I just want to share what is going on a work today.
Today while ordering lunch, a few of the guys that do not enjoy discussing God nor do they attend a church, mentioned that they can not eat beef.They went for fish and chips. I told them I was going to have a burger and fries and they were a little shocked that I did not hold to the Catholic Church Dogma. Too funny, anyway, this has lead to much discussion concerning Bible and tradition..
I pray that the Lord would be glorified in what goes on today in our discussions.


----------



## biblelighthouse (Apr 14, 2006)

> _Originally posted by MeanieCalvinist_
> They went for fish and chips. I told them I was going to have a burger and fries and they were a little shocked that I did not hold to the Catholic Church Dogma. Too funny, anyway, this has lead to much discussion concerning Bible and tradition...


----------



## Semper Fidelis (Apr 14, 2006)

I used to be Roman Catholic. I don't remember too many details of 1976 but I remember opening up my lunch bag on a Friday during Lent to discover my Mom had accidentally packed a bologna and cheese sandwich. She did it by accident.

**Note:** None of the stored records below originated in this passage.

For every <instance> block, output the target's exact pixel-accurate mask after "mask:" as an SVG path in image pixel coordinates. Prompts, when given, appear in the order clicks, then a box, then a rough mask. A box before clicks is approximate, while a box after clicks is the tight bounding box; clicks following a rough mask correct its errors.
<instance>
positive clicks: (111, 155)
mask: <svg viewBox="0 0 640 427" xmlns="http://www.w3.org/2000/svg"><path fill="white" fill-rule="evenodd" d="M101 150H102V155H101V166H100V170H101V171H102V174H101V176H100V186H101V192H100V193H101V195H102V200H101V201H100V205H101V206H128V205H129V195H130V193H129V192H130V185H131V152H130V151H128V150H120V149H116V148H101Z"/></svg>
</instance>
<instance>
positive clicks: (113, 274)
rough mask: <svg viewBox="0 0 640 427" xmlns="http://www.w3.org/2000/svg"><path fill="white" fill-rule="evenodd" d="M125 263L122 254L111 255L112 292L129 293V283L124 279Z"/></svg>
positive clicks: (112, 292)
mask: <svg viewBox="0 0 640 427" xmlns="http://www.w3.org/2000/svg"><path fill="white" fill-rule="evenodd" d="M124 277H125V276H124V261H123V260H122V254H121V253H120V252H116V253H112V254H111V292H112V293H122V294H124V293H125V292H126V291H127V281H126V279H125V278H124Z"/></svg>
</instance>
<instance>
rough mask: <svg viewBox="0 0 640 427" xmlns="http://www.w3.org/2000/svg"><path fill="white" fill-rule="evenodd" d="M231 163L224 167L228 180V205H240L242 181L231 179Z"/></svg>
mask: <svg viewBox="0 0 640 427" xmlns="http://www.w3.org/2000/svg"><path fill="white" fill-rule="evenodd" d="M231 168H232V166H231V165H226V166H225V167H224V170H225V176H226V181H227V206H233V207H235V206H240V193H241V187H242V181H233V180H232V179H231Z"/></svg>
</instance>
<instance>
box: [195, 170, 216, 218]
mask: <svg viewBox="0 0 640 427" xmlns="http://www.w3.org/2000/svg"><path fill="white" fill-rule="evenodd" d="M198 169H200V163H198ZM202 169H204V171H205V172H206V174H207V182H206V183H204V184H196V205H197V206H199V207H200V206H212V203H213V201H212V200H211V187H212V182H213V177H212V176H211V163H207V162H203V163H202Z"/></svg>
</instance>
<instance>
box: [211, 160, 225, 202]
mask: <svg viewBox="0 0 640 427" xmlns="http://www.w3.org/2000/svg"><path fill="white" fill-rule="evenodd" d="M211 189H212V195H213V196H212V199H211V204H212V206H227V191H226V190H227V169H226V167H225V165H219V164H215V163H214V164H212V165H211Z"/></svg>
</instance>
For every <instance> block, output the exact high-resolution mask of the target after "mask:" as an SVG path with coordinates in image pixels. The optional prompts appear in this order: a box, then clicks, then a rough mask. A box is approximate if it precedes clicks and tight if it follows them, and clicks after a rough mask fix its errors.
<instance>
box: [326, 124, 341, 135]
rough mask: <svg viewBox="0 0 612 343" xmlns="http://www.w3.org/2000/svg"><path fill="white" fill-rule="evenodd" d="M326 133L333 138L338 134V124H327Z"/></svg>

I ate it but felt _really_ guilty.


----------



## MeanieCalvinist (Apr 14, 2006)

> _Originally posted by SemperFideles_
> I used to be Roman Catholic. I don't remember too many details of 1976 but I remember opening up my lunch bag on a Friday during Lent to discover my Mom had accidentally packed a bologna and cheese sandwich. She did it by accident.
> 
> I ate it but felt _really_ guilty.



I wonder how many other children have been through such an experience due to the "traditions of men"?


----------



## MeanieCalvinist (Apr 14, 2006)

Thanks to Comcast fan: I have had to discuss the my thoughts on an image of Jesus showing up on an Easter Egg... and The Scientology/Silent Birth. Very interesting stuff today. However, they hate hearing about sin and judgment... 
For all who have comcast check out all this stuff on there today.


----------